„junge Welt“, 04.12.06
Estland will die Sowjetunion per Gesetz mit Nazi-Deutschland gleichstellen
Die Totalitarismusideologie soll in Estland in Gesetzesform gegossen werden. Die estnische Regierung beschloß kürzlich, einen neuen Straftatbestand auf den parlamentarischen Weg zu bringen, demzufolge die öffentliche Darstellung von Symbolen der SowjetÂunion wie Nazideutschlands gleichermaßen unter Strafe gestellt wird. Gemäß dem Gesetzesvorschlag soll die öffentliche Darstellung von »historischen Symbolen« der NSDAP, der SS, aber auch von Hammer und Sichel und anderer Sowjetsymbole strafrechtlich verfolgt werden. Der Gesetzesvorschlag der Regierung muß noch vom Parlament gebilligt werden. Wer die illegalisierten Symbole zeigt, soll mit bis zu drei Jahren Gefängnis bestraft werden.
Die russische Politik und Öffentlichkeit reagierte empört auf diese jüngste Initiative der baltischen Republik, die die ohnehin angespannten Beziehungen zwischen beiden Ländern weiter belasten dürfte. Das russische Außenministerium bezeichnete den Gesetzentwurf als empörend. »Die estnische Obrigkeit verfolgt weiterhin ihre blasphemischen Versuche, die Geschichte umzuschreiben. Sie stellt die Verbrechen der Nazis auf dieselbe Ebene wie die Errungenschaften der Sowjetbürger, die entscheidenden Anteil an der Befreiung Europas vom Faschismus hatten«, hieß es in einer äußerst scharf gefaßten Erklärung.
In Estland lebt eine starke russische Minderheit, die etwa ein Drittel der 1,3 Millionen zählenden Gesamtbevölkerung ausmacht. Die russischen Veteranen und deren Unterstützer feierten auch in Estland bisher den Siegestag über den Faschismus, indem sie sowjetische Fahnen schwenkend durch die Straßen zogen. Diese Tradition würde nach Inkrafttreten des neuen Gesetzes illegal werden. Der russischen Minderheit in Estland wird selbst nach dem Beitritt des Landes zur EU die rechtliche Gleichstellung mit den Esten verweigert. Viele Russen können die estnische Staatsbürgerschaft oder eine Arbeitserlaubnis nicht erhalten, zudem gibt es in Estland kaum Möglichkeiten, eine Schulbildung in Russisch zu absolvieren.

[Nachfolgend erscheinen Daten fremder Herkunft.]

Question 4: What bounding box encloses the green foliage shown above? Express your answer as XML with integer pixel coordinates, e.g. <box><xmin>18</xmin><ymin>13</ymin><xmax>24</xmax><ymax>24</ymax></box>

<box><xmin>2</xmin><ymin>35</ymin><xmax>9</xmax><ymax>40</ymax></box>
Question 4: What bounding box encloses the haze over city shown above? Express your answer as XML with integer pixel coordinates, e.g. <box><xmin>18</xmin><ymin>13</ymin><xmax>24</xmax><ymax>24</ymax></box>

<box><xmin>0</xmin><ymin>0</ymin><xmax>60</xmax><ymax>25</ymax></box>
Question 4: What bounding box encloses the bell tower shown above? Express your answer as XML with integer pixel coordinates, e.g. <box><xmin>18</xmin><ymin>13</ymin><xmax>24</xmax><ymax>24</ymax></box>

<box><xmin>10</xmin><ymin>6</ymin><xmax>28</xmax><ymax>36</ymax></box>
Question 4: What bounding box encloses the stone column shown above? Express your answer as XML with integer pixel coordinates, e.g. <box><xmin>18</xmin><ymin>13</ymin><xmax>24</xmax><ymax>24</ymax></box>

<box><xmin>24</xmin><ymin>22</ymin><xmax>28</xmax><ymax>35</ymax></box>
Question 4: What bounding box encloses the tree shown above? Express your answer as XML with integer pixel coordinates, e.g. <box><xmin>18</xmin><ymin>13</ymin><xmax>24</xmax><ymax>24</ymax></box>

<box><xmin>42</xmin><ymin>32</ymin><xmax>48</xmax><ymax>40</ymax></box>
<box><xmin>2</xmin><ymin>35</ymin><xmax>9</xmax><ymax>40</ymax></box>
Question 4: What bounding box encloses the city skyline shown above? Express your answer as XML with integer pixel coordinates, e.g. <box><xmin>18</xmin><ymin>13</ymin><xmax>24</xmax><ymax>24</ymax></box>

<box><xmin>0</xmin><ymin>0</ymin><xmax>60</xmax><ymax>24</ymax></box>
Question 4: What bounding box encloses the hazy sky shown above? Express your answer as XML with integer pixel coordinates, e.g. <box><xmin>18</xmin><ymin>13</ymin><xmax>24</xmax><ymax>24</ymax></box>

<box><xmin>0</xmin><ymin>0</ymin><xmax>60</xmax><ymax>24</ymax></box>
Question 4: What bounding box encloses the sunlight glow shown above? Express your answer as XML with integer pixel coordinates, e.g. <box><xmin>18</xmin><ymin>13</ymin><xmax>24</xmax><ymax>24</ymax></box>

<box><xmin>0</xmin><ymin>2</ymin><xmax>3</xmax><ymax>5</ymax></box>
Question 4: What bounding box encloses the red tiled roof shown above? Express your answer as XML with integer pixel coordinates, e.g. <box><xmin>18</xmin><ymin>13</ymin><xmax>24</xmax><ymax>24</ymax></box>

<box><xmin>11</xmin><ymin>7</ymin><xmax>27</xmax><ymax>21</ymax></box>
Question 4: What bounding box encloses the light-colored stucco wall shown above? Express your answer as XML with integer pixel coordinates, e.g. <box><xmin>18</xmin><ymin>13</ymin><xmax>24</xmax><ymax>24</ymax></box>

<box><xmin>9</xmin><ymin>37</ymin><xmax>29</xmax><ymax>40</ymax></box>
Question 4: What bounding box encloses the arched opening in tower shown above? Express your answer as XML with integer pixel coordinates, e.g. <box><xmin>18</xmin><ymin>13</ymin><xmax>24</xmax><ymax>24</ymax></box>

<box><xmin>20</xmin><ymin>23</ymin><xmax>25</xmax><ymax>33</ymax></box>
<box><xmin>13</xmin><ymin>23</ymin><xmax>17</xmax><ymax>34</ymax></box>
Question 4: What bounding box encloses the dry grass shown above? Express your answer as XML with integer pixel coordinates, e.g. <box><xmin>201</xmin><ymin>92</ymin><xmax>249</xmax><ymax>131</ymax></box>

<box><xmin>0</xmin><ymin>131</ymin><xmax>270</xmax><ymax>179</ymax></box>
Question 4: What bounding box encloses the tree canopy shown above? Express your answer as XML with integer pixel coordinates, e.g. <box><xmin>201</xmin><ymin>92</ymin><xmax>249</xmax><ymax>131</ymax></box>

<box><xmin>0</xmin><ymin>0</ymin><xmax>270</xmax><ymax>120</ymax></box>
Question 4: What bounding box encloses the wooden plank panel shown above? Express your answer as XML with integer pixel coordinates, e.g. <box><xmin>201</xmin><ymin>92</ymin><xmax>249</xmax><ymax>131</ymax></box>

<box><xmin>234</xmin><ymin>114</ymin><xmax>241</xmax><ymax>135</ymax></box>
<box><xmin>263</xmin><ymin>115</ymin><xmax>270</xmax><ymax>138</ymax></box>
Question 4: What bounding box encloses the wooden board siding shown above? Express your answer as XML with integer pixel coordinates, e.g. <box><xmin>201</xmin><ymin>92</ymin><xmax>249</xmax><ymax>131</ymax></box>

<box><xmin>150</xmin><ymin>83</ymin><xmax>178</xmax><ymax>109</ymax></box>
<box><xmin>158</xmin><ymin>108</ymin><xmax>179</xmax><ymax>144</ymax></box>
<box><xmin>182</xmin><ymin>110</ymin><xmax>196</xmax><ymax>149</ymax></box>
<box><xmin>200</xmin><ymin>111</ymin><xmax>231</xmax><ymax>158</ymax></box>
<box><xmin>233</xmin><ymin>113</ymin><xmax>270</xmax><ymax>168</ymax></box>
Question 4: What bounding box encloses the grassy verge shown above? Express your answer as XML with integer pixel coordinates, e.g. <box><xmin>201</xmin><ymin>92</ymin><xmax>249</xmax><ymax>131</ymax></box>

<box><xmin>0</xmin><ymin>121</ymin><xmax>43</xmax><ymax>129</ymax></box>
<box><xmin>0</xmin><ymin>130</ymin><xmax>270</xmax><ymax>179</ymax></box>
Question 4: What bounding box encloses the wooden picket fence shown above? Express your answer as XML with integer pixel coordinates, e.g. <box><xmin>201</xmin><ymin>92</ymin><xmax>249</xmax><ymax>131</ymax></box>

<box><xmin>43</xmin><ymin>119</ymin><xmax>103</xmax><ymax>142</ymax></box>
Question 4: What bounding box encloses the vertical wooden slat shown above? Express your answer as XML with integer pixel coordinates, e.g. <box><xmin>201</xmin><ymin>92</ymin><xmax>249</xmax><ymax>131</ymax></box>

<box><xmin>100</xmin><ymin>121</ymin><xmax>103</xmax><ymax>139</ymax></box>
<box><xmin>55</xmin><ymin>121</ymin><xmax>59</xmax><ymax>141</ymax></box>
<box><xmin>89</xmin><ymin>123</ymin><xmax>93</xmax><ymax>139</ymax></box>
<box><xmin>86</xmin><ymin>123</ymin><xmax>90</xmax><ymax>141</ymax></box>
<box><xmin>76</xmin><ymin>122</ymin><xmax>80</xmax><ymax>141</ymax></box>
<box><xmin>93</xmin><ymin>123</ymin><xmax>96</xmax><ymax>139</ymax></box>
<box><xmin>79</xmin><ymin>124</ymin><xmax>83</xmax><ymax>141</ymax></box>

Die ehemals mit dem deutschen Faschismus kollaborierenden Esten, die sich in SS-Formationen am Vernichtungskrieg im Osten beteiligten, können sich hingegen ihrer Anerkennung als nationale »Freiheitskämpfer« sicher sein. Das russische Außenministerium protestierte mehrere Male vergebens bei der EU, als ehemalige estnische SS-Kämpfer unter Polizeischutz öffentliche Paraden abhielten.